Schutz vor dem Gmail-KI-Betrug: Experten-Tipps

Um sich gegen diese Art von Betrug zu schützen, empfehlen IT-Experten folgende Maßnahmen:

  • Ruhe bewahren: Betrüger setzen oft auf Zeitdruck, um die Opfer zu stressen.
  • Prüfung von Absenderadresse und Telefonnummer: Vor einer Reaktion sollte immer die Authentizität des Absenders und der Telefonnummer überprüft werden.
  • Vorsicht bei Links: Keine Links in E-Mails anklicken, wenn die Anfrage nicht selbst ausgelöst wurde.
  • Keine sensiblen Daten preisgeben: Weder am Telefon noch per E-Mail sollten Zugangsdaten oder andere vertrauliche Informationen weitergegeben werden.
  • Zwei-Faktor-Authentifizierung nutzen: Diese zusätzliche Sicherheitsebene schützt vor unberechtigtem Zugriff.
  • Aktivierung des „Advanced Protection Program“ im Google-Konto: Dieses Programm bietet einen noch stärkeren Schutz für persönliche Daten.

Googles Maßnahmen gegen KI-Betrug

Auch Google hat auf die steigende Bedrohung durch KI-unterstützte Betrugsversuche reagiert. Der IT-Sicherheitsexperte Sam Mitrovic entdeckte zufällig einen solchen Betrugsversuch und meldete ihn an Google.

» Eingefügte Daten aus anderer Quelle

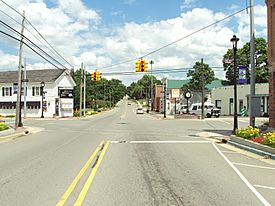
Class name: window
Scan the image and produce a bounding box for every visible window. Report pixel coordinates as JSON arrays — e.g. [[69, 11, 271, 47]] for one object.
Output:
[[215, 100, 222, 109], [32, 87, 41, 96], [2, 87, 12, 97]]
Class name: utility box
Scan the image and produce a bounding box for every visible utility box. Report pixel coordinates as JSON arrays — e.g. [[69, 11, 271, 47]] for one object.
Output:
[[250, 96, 262, 117]]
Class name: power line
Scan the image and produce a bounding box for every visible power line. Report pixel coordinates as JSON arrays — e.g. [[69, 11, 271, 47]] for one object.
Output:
[[0, 0, 73, 67], [0, 20, 68, 69], [95, 6, 250, 69], [0, 9, 73, 67], [0, 30, 61, 69]]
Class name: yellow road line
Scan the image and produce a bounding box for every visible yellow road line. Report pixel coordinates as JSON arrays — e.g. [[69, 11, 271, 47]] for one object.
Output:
[[74, 141, 110, 206], [56, 141, 104, 206]]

Daraufhin initiierte das Unternehmen die „Global Signal Exchange“ (GSE), eine Plattform zum Austausch von Bedrohungsinformationen in Zusammenarbeit mit der „Global Anti-Scam Alliance“ und der „DNS Research Federation“. Diese Initiative soll den Austausch von Warnsignalen verbessern und dazu beitragen, betrügerische Aktivitäten schneller zu identifizieren und zu stoppen.

Amanda Storey, Leiterin für Vertrauens- und Sicherheitsfragen bei Google, betonte, dass GSE eine zentrale Rolle dabei spielen wird, den Schutz der Nutzer vor solchen Angriffen weltweit zu verbessern.